De façon très concrète l’accès des Fintechs aux informations sur les clients des banques leur permet par exemple de :
- Offrir la possibilité au client de visualiser via une interface unique, l’ensemble de leurs comptes logés dans plusieurs banques avec une synthèse de leurs avoirs et de leurs engagements bancaires ;
- Donner des ordres afin que leurs comptes puissent via un tiers, prestataire de service de paiement tel que PayPal ou Samsung Pay.
Quant aux institutions bancaires, elles auraient désormais accès à plus d’informations de leurs concurrents et seraient en mesure d’affiner leurs outils d’octroi et d’évaluation du risque de crédit et améliorer leurs prises de décisions.

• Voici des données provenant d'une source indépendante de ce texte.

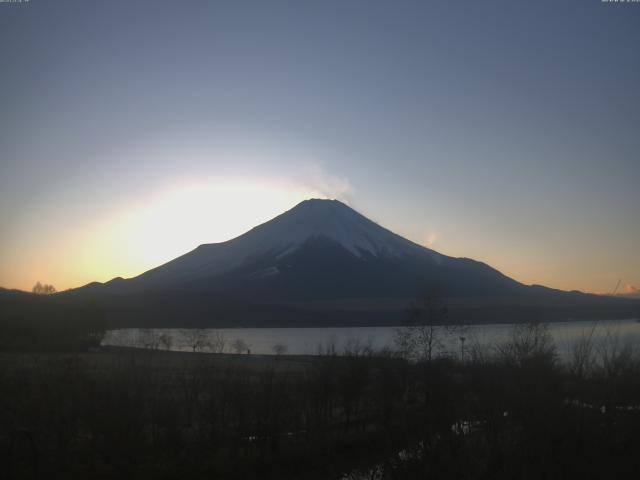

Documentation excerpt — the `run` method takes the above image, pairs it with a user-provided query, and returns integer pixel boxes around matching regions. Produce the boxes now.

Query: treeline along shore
[0,290,640,479]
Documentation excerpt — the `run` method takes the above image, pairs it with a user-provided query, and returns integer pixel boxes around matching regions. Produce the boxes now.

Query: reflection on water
[103,319,640,358]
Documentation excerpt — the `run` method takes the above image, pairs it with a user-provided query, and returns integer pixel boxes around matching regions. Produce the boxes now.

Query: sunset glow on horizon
[0,0,640,293]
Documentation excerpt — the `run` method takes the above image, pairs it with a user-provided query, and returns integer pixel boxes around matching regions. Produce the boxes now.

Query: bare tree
[31,282,56,295]
[210,330,227,353]
[180,328,209,352]
[395,290,456,363]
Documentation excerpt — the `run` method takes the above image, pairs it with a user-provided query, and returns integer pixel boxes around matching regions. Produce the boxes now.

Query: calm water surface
[103,319,640,357]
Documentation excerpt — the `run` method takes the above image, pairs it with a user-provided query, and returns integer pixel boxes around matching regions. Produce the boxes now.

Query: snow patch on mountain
[134,199,445,286]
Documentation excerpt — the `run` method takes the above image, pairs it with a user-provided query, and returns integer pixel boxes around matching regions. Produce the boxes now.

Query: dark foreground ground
[0,337,640,479]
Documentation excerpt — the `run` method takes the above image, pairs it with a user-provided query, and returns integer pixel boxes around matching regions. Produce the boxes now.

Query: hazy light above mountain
[0,0,640,292]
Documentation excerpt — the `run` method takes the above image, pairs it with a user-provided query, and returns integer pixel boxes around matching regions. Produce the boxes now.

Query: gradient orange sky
[0,0,640,292]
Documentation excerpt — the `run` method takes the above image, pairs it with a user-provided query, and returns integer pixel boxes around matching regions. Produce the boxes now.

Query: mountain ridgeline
[66,199,635,326]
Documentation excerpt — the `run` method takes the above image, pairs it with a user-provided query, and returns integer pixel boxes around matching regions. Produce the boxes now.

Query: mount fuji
[74,199,636,326]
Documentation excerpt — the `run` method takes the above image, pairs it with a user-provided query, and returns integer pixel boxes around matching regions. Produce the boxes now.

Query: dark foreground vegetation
[0,326,640,479]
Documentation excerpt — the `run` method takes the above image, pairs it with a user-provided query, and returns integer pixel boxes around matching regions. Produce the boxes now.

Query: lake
[102,319,640,358]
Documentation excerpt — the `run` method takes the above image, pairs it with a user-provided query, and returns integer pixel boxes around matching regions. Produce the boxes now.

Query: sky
[0,0,640,293]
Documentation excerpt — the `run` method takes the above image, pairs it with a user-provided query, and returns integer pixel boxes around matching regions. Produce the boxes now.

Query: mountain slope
[68,200,635,326]
[84,200,522,300]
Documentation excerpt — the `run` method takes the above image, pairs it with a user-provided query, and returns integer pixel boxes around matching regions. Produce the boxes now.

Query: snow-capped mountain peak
[134,199,442,284]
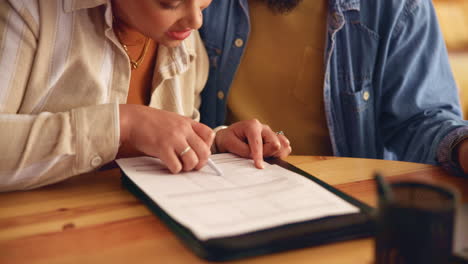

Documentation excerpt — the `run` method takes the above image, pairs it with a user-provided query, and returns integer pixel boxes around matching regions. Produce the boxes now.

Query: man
[201,0,468,173]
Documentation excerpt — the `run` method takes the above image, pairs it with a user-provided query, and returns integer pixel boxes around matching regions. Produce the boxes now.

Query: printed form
[117,154,359,240]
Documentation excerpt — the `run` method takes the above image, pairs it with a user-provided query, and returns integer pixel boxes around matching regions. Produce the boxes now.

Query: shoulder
[360,0,436,36]
[4,0,40,27]
[184,30,206,59]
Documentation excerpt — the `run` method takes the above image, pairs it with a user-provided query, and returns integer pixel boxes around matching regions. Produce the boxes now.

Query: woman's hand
[215,119,291,169]
[119,104,214,173]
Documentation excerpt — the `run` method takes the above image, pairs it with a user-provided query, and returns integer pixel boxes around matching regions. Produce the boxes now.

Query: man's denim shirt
[201,0,468,173]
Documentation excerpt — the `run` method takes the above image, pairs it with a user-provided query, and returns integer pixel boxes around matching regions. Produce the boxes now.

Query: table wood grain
[0,156,468,264]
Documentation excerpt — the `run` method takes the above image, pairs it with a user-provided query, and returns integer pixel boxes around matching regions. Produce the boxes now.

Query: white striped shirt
[0,0,208,191]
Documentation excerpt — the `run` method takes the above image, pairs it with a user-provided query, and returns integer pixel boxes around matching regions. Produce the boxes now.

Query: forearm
[0,105,118,191]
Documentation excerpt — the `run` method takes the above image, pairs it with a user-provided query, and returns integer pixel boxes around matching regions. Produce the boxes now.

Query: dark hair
[261,0,304,14]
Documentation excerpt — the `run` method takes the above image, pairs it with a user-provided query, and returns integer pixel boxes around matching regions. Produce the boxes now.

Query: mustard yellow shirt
[227,0,332,155]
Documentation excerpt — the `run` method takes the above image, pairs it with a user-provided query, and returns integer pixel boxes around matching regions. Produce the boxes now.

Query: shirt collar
[63,0,110,13]
[329,0,361,12]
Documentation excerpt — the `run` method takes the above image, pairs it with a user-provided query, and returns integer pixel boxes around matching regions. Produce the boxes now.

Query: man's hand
[119,104,214,173]
[215,119,291,169]
[457,139,468,174]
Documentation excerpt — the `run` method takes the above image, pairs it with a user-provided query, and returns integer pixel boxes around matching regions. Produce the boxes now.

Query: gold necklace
[119,37,151,70]
[112,17,151,71]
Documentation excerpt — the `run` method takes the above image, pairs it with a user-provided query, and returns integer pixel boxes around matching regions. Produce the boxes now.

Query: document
[117,154,359,240]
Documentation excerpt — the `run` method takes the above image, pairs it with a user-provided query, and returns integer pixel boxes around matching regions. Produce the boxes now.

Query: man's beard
[261,0,302,14]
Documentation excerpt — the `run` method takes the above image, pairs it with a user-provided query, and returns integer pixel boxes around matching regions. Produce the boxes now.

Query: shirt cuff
[211,126,228,154]
[437,127,468,177]
[71,104,119,174]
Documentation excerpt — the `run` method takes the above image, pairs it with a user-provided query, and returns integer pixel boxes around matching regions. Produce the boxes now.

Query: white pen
[207,158,223,176]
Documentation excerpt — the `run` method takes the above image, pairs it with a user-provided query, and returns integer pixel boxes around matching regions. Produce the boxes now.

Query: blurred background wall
[433,0,468,119]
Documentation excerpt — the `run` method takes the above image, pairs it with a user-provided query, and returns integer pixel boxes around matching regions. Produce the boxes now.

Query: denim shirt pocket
[330,11,380,153]
[341,77,374,113]
[204,39,222,71]
[335,12,379,113]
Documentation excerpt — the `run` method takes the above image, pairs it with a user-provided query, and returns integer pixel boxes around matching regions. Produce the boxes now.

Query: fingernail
[258,161,265,169]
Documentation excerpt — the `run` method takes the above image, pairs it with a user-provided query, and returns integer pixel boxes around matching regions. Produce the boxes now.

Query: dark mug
[375,182,456,264]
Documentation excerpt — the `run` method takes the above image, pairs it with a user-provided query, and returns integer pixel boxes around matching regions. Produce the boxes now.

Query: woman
[0,0,290,191]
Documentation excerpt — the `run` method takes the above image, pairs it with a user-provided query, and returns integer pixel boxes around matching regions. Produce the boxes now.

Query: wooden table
[0,156,468,264]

Enfin dans une perspective d’amélioration de l’inclusion financière promue par les décideurs politiques et les régulateurs financiers, l’accès et le partage des données détenues par les institutions non financières (sociétés d’électricité, d’eau, télécommunications) pourra permettre aux personnes ne bénéficiant pas de services bancaires de disposer désormais d’un compte bancaire et de plusieurs autres produits financiers.
II – Quels sont les défis liés à la mise en place ses systèmes d’Open banking ?
Les défis sont au moins au nombre de trois :
- La levée des restrictions à l’accès et au partage des informations sur les clients des banques
- Le respect de la réglementation sur l’open banking et la protection des données à caractère personnel
- La mise en place de standards techniques
- Levée des restrictions à l’accès et au partage des informations sur les clients des banques
« Les banques ont toujours eu le monopole des données sur les transactions des clients, sans pour autant faire grand usage de cette mine d’informations exclusives. Depuis son adoption dans les économies avancées en 2018, l’open banking a considérablement métamorphosé le marché en démantelant les silos de données dans le secteur financier et en ouvrant l’accès des données à un ensemble d’utilisateurs.»[1]
En Europe par exemple à la suite de la Directive sur les services de paiement (DSP) qui visait principalement à harmoniser le marché européen en mettant en place l’espace unique de paiement en euro (SEPA), l’adoption de la Directive européenne révisée sur les Services de Paiement (DSP2) le 13 janvier 2018 a permis de rendre disponible des données bancaires à de nouveaux types de prestataires de services de paiement[2] :
- Les agrégateurs de comptesqui « mettent à la disposition de leurs clients une interface offrant une vision consolidée de leurs comptes de paiement détenus dans un ou de plusieurs établissements »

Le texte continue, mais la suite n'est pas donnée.